AlgorithmsΒΆ

Gippy includes an algorithm module, which is a collection of functions that operate on GeoImage objects. There are currently only a handful of functions, but this will be expanded upon in future versions. Gippy algorithms take in one or more images, parameters unique to the algorithm, and an output filename and output file options. Currently the algorithms module includes indices() which can calculate a variety of indices (e.g., NDVI, NDWI, LSWI, SATVI) in one pass, acca() and fmask() cloud detection algorithms for Landsat7, cookie_cutter() for mosaicking together scenes, linear_transform() for applying basis vectors to spectral data, pansharpening, and a rxd(), a multispectral anomaly detection algorithm.

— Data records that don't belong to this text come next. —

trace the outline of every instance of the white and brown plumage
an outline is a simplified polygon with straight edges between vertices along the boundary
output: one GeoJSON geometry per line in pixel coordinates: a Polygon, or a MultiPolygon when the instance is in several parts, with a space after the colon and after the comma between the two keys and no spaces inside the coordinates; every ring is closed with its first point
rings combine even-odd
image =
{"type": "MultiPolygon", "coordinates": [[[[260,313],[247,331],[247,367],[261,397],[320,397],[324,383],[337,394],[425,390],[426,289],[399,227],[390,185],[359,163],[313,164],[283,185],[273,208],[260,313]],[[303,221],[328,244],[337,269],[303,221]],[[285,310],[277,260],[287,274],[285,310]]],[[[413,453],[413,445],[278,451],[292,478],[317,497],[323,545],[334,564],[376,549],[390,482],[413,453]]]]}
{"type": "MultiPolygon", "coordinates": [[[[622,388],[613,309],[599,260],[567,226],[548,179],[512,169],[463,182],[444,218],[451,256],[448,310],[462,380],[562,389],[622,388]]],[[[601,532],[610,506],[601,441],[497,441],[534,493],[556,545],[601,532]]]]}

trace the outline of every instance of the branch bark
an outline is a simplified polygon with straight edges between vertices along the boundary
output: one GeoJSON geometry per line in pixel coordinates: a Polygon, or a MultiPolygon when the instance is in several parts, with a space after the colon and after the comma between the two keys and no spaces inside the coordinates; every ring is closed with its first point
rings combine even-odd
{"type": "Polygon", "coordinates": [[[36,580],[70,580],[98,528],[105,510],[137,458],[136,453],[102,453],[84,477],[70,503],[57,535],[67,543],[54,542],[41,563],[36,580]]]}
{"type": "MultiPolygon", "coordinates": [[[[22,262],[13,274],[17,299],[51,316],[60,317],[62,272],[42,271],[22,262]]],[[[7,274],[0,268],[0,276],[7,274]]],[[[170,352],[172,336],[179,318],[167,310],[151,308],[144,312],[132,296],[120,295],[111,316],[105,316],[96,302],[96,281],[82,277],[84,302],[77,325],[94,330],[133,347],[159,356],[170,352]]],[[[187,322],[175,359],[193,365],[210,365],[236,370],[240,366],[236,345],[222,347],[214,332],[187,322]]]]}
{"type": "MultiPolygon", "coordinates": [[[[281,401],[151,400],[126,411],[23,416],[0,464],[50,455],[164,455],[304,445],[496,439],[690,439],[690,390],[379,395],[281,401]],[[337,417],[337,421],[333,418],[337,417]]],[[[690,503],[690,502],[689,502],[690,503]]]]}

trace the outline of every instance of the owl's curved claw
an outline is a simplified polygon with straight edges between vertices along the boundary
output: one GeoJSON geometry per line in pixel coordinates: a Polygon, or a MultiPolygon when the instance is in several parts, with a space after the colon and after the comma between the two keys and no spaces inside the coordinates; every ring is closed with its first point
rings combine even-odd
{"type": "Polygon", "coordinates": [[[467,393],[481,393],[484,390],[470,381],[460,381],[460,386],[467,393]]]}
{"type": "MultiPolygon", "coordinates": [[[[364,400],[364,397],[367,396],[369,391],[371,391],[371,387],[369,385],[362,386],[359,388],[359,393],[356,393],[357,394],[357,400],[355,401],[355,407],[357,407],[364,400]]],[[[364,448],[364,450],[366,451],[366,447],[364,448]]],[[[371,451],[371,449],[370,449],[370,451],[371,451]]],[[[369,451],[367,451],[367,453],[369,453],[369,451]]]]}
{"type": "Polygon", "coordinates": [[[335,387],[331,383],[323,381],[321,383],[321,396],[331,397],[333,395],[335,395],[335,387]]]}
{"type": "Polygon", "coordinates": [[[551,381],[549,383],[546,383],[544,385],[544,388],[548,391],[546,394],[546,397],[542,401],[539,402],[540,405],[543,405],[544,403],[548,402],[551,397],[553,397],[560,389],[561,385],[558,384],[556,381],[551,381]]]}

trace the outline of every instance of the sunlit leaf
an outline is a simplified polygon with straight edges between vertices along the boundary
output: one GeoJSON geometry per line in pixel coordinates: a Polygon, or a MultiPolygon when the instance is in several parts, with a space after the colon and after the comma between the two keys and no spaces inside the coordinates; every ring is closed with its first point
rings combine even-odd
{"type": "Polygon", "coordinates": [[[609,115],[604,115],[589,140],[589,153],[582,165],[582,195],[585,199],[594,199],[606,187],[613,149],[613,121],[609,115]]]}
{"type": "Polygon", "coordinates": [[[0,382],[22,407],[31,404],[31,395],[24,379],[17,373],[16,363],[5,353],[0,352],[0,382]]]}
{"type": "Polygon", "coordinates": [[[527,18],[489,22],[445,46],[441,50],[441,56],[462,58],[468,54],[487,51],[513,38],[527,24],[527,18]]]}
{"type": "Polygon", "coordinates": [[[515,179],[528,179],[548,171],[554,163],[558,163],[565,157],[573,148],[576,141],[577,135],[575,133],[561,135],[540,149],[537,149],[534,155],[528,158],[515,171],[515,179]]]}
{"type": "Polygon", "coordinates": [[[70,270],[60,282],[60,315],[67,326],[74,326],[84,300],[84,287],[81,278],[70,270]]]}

from gippy.test import get_test_image
import gippy.algorithms as alg

geoimg = get_test_image()

index_image = alg.indices(geoimg, products=['ndvi', 'ndwi'])

print(index_image.bandnames())

> ['ndvi', 'ndwi']
acca(geoimg, filename)
The ACCA algorithm operates on a GeoImage of Landsat7 data and must contains bands for Red, Green, NIR, SWIR1, and LWIR. Because it utilizes empirically derived constants it is currently only suitable for Landsat7.
fmask(geoimg, filename)
Like ACCA, Fmask is currently only suitable for Landsat7 data. It requires bands for Blue, Red, Gree, NIR, SWIR1, SWIR2, and LWIR.
cookie_cutter([geoimgs], filename, feature, crop, proj, xres, yres, interpolation)
The cookie_cutter algorithm takes in a list of GeoImage objects, and optionally a feature representing the region of interest. A mosaic will be created from all input images and cutting to the feature. If the crop keyword is set to True, the extent of the output will be the intesection of the feature and all the images, otherwise, it will be the extent of the feature.
indices(geoimg, products, filename)
This calculates the desired indices given by the products list, and creates a single file with one index for each band. Indices currently supported: NDVI, EVI, LSWI, NDSI, NDWI, SATVI, MSAVI2.
linear_transform(geoimg, coef, filename)
This applies the matrix of coefficients to create a new series of bands. The coef matrix must be of size #bands x #bands and will create the band outputs that are linear combinations of the inputs. Useful for transforming images into principal components by providing the Eigenvectors.
pansharpen(geoimg, panimg, weights, filename)
This performs a Brovey pansharpening algorithm on the input image. First geoimg is upsampled and panimg shifted so that they both cover the same footprint. Pansharpening then uses the panimg values, and the weights (if provided) to get the pansharpened multispectral input. The input image must contain 3 or 4 bands, and if provided weights must be the same length.
rxd(geoimg, filename)
The RX Detector algorithm is a simple anomaoly detector that reduces a multiband image into a single band that indicates how the spectral signature of pixels deviates from an average.